Danica: Oh, it's so cool, I know. Because honestly, Suzie, and I know I'm repeating myself, but we know this is what guests want. Like even, you know, on the sustainability side, there was some research from Booking.com where 60% of their guests are looking for the wow factor when it comes to sustainability. You know, and so to go and have a solar panel tour is next level. That's what, that is continuing to push the bar and really surprise and delight the guests, you know, more than your traditional, here's a champagne or a free upgrade in the room. So it's just so lovely to hear that you're embracing the communities, the people, the heritage, the, and really being authentic and It's where I, it's what we hear all day long, but you know, Red Carnations are doing it. And that's why you continue to have the highest guest experience metrics in the world for decades. Isn't it? It really is, you know, as simple, she says in quotes, because I'm sure it's not so simple in the background, but as an ethos, it really is, you know, understanding your guests and having passion, putting them first and having that guest first philosophy. Do you have a particular guest experience story that stands out to you over your career, whether that was something challenging that happened that you turned into success or a particular memorable moment of a guest experience story that you could share with us?

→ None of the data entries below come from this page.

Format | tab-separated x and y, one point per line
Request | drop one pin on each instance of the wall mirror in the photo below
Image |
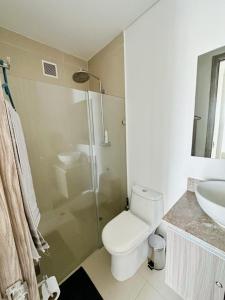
208	138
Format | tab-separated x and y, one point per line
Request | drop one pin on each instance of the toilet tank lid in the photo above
147	193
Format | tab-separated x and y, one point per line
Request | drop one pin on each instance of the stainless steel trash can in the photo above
157	257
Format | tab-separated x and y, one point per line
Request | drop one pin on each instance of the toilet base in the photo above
125	266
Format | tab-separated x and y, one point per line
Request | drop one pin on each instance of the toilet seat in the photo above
125	232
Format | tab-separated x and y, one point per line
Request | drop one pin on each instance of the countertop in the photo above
187	216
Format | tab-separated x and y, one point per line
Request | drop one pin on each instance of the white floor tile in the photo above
149	293
157	280
98	267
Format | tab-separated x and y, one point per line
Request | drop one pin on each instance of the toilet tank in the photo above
147	204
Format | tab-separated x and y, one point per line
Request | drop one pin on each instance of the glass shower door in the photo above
110	155
56	126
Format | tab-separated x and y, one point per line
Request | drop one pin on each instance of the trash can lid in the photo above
156	242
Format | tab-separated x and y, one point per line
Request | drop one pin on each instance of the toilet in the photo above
126	236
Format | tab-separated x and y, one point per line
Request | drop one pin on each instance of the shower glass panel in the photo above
110	157
56	126
79	181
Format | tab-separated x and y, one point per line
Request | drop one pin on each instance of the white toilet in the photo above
126	236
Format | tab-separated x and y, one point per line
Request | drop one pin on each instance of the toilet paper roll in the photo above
50	288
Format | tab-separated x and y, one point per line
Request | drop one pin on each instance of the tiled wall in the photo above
26	60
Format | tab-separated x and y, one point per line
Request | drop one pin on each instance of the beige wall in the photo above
108	64
26	56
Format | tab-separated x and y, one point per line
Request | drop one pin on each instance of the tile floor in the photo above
145	285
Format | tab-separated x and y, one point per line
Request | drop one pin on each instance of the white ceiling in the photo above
78	27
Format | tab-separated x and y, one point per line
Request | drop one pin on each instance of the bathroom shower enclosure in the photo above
79	180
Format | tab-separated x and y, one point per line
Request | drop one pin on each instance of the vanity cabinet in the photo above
192	270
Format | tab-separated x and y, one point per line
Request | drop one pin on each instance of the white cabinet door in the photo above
193	272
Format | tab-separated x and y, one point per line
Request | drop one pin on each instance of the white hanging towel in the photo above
29	199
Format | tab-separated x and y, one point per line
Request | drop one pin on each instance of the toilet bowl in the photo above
126	236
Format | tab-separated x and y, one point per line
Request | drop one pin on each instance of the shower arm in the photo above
101	105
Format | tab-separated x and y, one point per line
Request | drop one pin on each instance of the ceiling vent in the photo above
49	69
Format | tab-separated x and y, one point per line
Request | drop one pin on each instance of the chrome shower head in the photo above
81	76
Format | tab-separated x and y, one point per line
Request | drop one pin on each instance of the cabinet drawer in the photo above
193	271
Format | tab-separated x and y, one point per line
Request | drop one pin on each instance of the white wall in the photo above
161	50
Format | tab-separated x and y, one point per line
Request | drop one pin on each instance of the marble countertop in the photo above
187	215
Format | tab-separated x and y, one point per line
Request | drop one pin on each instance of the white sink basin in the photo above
211	198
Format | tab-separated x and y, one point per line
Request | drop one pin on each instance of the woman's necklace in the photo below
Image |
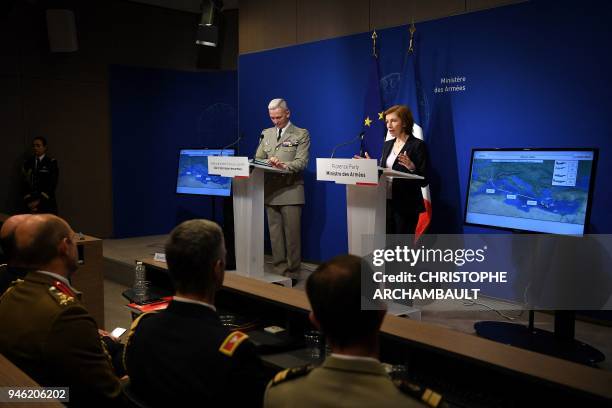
397	147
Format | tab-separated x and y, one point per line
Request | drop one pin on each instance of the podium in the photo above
366	206
249	224
366	210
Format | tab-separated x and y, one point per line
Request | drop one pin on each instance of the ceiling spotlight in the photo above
208	28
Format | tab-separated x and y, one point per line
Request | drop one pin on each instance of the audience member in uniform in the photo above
352	374
44	328
40	176
183	354
12	270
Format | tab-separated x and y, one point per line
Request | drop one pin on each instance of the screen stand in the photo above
559	344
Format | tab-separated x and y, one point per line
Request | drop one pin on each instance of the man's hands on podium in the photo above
274	161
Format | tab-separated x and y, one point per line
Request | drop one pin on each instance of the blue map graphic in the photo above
544	190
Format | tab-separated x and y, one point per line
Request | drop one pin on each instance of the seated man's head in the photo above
7	237
195	253
46	242
334	291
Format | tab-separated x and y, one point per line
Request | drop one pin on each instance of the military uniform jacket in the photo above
338	383
293	149
184	356
406	194
49	335
40	182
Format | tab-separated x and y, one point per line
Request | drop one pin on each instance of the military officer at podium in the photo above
284	146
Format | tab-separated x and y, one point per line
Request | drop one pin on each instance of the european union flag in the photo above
373	120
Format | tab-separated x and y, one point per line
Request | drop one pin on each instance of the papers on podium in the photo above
348	171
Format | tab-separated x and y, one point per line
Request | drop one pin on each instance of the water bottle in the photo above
140	283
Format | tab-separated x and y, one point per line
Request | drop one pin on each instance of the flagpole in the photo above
412	30
374	37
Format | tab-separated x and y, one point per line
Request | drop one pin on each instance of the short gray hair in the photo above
278	103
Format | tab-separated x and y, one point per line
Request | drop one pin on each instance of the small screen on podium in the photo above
193	177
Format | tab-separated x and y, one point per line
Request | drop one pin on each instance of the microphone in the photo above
360	136
257	147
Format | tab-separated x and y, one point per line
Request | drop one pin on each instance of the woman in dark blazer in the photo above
407	154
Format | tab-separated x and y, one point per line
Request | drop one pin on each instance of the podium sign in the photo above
228	166
348	171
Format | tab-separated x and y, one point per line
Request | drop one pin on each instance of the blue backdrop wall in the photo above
155	113
536	75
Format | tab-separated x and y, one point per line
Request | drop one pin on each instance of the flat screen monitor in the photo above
537	190
193	177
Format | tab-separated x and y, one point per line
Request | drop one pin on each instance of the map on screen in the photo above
193	177
533	190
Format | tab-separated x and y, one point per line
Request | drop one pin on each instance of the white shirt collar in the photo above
60	278
285	128
195	302
354	358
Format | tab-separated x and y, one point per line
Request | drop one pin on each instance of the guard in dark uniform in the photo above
183	353
40	175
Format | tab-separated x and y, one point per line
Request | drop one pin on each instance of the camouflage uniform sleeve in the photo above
73	345
302	154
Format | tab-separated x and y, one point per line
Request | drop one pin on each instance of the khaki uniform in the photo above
337	383
284	193
47	333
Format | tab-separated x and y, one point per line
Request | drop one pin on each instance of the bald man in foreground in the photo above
11	271
44	328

Suzie: I think what we do very well, which is not a particular example, but it's an example of, is where we've had guests that have stayed in one hotel and have learned about another hotel in the collection and maybe a couple of years later they book in to stay somewhere else. And I think there was one example that we had a guest who stayed at the Twelve Apostles Hotel in Cape Town and it was very sort of enjoying because we do these sort of infused gin tasting experiences so and we have our own gins that we've kind of worked again with local partners to create and it's very much about sort of fin boss infusions and all the sort of local nature basically facilitates the taste of the gin and then we were sort of this guest then made a booking to go and stay at Ashford Castle and so we were able to get that gin to Ashford Castle Wow. And actually have, you know, the Freedom Beverage team basically do a gin tasting for them at Ashford Castle, but with this specific Finbos infused and Roibos infused, which Roibos is the sort of tea that grows in the Cedarburg area, gin from the Twelve Apostles. And I think, you know, if you have enough time, it doesn't take too much to be able to facilitate some of these things, but it does take the initiative of the hotel saying, I know this guest is coming to Bic and stay with you in Ireland, but let me tell you, they really enjoyed this particular gin. Let's try and make that happen for them. So I think for us, where we're able to communicate as a team globally, And quite often we do have loyal guests that do like to enjoy other Red Carnation hotels, having experienced one. They quite often, you know, and we, we're very passionate about telling our guests about the bigger collection, but then there's nothing more powerful than that guest, you know, going on to have this kind of linked experience where you start your check-in feeling already like a member of the Red Carnation family. And that's quite powerful, I think.

Danica: It is a really great example of, you know, the highest standard of luxury and service, but the passion and obsession with that individual guest making their experience as memorable and as from the heart, where heart felt as possible, which is, you know, Red Carnation Hotels through and through. And that's why you are the amazing collection of properties and brand that you are.